Seitenwechsel?
Angesichts der »besonderen Beziehung« zwischen Großbritannien und den
USA hegte die Zentrale (des NKWD = Vorläufer des KGB) unweigerlich den
Verdacht, daß einige von Roosevelts Beratern mit
Churchills vermeintlichen antisowjetischen Komplotten sympathisierten,
Noch 1990 behauptete Valentin Falin, der Leiter der Internationalen Abteilung der KPdSU, die wesentlich für die Festlegung der
sowjetischen Außenpolitik verantwortlich war, aus den
Nachrichtendienstberichten von 1943 gehe hervor, dass sowohl Washington als
auch London »die Möglichkeit der Beendigung der Koalition mit der Sowjetunion und einer Verständigung mit
Hitlerdeutschland oder den Nazigeneralen über die Frage eines
gemeinsamen Krieges gegen die Sowjetunion« erwogen hatten »Deshalb sollten wir, wenn wir über Stalins Mißtrauen gegenüber Churchill und in einem gewissem
Stadium auch gegenüber der Umgebung Roosevelts, nicht so sehr gegenüber
Roosevelt selbst, sprechen, die Tatsache beachten, daß
dieses Mißtrauen auf einem sehr genauen Wissen über
bestimmte Fakten beruhte« (Interview von Christopher Andrew mit Valentin Falin für BBC 2, Moskau, 12. Dezember 1990)

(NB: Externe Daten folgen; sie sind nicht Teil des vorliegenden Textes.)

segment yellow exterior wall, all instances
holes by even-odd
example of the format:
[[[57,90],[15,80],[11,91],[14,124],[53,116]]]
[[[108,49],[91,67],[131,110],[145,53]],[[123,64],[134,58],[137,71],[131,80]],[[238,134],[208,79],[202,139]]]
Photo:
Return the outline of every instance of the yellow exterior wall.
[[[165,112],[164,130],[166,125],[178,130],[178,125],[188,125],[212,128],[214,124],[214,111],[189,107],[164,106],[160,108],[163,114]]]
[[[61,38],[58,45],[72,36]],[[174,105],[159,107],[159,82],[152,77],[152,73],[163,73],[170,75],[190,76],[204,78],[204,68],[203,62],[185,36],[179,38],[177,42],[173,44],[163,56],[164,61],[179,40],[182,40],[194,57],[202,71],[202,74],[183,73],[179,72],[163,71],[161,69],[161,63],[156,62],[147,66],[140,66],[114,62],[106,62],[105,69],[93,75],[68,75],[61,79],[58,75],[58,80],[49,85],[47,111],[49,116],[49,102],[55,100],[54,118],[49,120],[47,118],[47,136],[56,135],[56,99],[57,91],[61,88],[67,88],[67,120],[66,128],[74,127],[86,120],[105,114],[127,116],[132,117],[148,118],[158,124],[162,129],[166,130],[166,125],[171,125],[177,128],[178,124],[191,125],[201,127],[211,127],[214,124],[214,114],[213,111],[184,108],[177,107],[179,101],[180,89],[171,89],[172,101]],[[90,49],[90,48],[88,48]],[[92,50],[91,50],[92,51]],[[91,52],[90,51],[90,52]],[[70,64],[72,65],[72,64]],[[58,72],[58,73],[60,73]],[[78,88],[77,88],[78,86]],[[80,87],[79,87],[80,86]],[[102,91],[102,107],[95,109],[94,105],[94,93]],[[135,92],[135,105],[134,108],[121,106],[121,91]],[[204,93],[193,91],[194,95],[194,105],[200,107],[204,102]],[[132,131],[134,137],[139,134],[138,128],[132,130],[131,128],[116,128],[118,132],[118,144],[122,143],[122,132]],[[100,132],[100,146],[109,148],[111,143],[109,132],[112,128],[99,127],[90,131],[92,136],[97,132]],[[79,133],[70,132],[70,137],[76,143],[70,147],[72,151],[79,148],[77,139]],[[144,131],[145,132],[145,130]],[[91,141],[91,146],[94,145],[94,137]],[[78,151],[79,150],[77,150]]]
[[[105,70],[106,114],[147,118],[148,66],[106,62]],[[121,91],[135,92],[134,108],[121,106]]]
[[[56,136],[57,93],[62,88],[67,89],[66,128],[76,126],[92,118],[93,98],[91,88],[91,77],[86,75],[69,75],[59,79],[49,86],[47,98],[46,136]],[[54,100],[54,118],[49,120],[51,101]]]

wenn auch das Mißtrauen gegenüber Roosevelt
nie so ausgeprägt war wie gegenüber Churchill. Auch waren die Verschwörungstheorien der
Zentrale (des NKWD) über ihre amerikanischen Agenten weniger grotesk als jene über
die »Glorreichen Fünf« (Anthony Blunt, Guy Burgess, John Cairncross, Donald Maclean und Kim Philby).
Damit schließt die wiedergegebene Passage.